Principes abandonnés
Mais plusieurs principes fondamentaux semblent abandonnés à cette heure: le recours systématique au CDI, l’ambition de garantir un emploi à tous ceux qui le veulent, la création d’une instance locale de pilotage du projet et d’une entreprise gouvernée démocratiquement sur chaque territoire.
De plus, les chercheurs et les associations savent que la sortie de la précarité requiert un emploi consolidant: outre les éléments mentionnés ci-dessus, il faut également garantir un travail qui a du sens, un temps de travail adapté, un salaire qui permette de vivre dignement, des temps de déplacement réduits, un accompagnement social professionnel… Pourquoi ces éléments décisifs sont-ils délaissés?
Ces renoncements sont d’autant plus incompréhensibles que les éléments abandonnés sont aussi vecteurs d’impacts à plus large échelle. En effet, la garantie d’emploi offre une possibilité de sortie vers le haut aux travailleuses et travailleurs qui se voient imposer des conditions inacceptables par les employeurs privés ou publics.
En outre, la garantie emploi et le projet TZCLD assurent de réaliser des travaux utiles à la collectivité, identifiés suite à une délibération démocratique: ils développent des biens et services écologiquement responsables qui n’existent pas aujourd’hui ou sont impayables pour les habitants des zones concernées.
Par ailleurs, ces projets s’adressent à toutes celles et à tous ceux qui sont durablement privés d’emploi en allant les chercher là où ils sont, en pratiquant un véritable porte à porte afin de constituer des collectifs de travail inclusifs. Ils luttent ainsi contre l’isolement social qui est source de souffrances et qui déforce nos démocraties.
Faire avancer le dossier
Les gouvernements wallon et bruxellois disposent des évaluations scientifiques de l’expérimentation française. Celles-ci démontrent de réels impacts qui dépassent les objectifs strictement économiques. Si les ministres de l’Emploi ne considèrent pas les TZCLD comme une urgence, d’autres ministres régionaux devraient donc faire avancer ce dossier qui, au-delà de l’objectif «zéro chômeur de longue durée», concerne leurs compétences : culture et éducation permanente, développement territorial, climat et énergie, égalité des chances, transition économique, transition climatique et démocratie participative… sans même parler des compétences fédérales.

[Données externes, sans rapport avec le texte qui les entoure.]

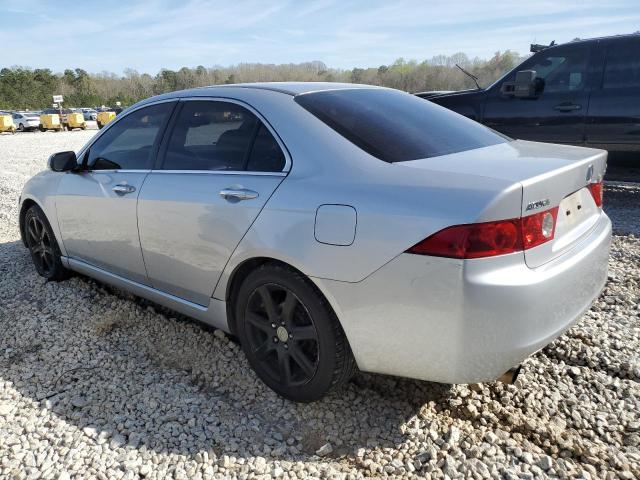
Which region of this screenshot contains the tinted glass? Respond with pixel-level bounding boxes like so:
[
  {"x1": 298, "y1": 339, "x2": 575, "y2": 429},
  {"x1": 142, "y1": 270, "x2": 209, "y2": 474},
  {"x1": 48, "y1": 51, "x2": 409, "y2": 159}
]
[
  {"x1": 88, "y1": 102, "x2": 175, "y2": 170},
  {"x1": 602, "y1": 41, "x2": 640, "y2": 89},
  {"x1": 511, "y1": 45, "x2": 589, "y2": 93},
  {"x1": 295, "y1": 89, "x2": 507, "y2": 162},
  {"x1": 162, "y1": 101, "x2": 259, "y2": 170},
  {"x1": 247, "y1": 125, "x2": 285, "y2": 172}
]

Dans les deux Régions, des CPAS, des acteurs de l’insertion socioprofessionnelle et de l’économie circulaire, des services sociaux, des échevinats de l’emploi, des responsables syndicaux, des associations d’éducation permanente et des chercheurs se mobilisent depuis plus de deux ans. Ils sondent les besoins des territoires avec les habitants et identifient les compétences de personnes privées d’emploi qui y vivent.
Ils avancent seuls, sans soutien politique régional, sans assurance de financement. Les gouvernements bruxellois et wallon doivent soutenir ces démarches qui permettront de concrétiser les TZCLD, inscrits dans leurs accords de majorité…
Rien ne justifie l’hésitation actuelle à expérimenter réellement à l’échelle de quelques micro-territoires. Tout justifie de leur allouer des moyens à la hauteur de leurs ambitions et des urgences auxquelles ils entendent répondre.
Bruno ANTOINE (CSC Wallonne)
Guéric BOSMANS (Centrale Générale-FGTB)
Jean-Marc CAUDRON (Fédération Ressources)
Julien CHARLES (Centre Socialiste d’Education Permanente/UCLouvain)
André DENAYER (ATD Quart Monde Belgique)
Elise DERMINE (ULB)
Samuel DESGUIN (USL-B)
Olivier DE SCHUTTER (UCLouvain)
Frédéric DUFAYS (HEC Liège – Uliège)
Ariane ESTENNE (MOC)
Isabelle FERRERAS (FNRS/UCLouvain/Académie Royale de Belgique)
Geoffrey GOBLET (Centrale Générale-FGTB)
Auriane LAMINE (UCLouvain)
Christine MAHY (RWLP)
Céline NIEUWENHUYS (Fédération des Services Sociaux)
Bénédicte SOHET (Concert-ES)
Pavlina TCHERNEVA (Levi Institute/Bard College)
Paul TIMMERMANS (IBEFE Hainaut Sud/Mission Régionale pour l’Insertion et l’Emploi à Charleroi)
Felipe VAN KEIRSBILCK (CNE-CSC)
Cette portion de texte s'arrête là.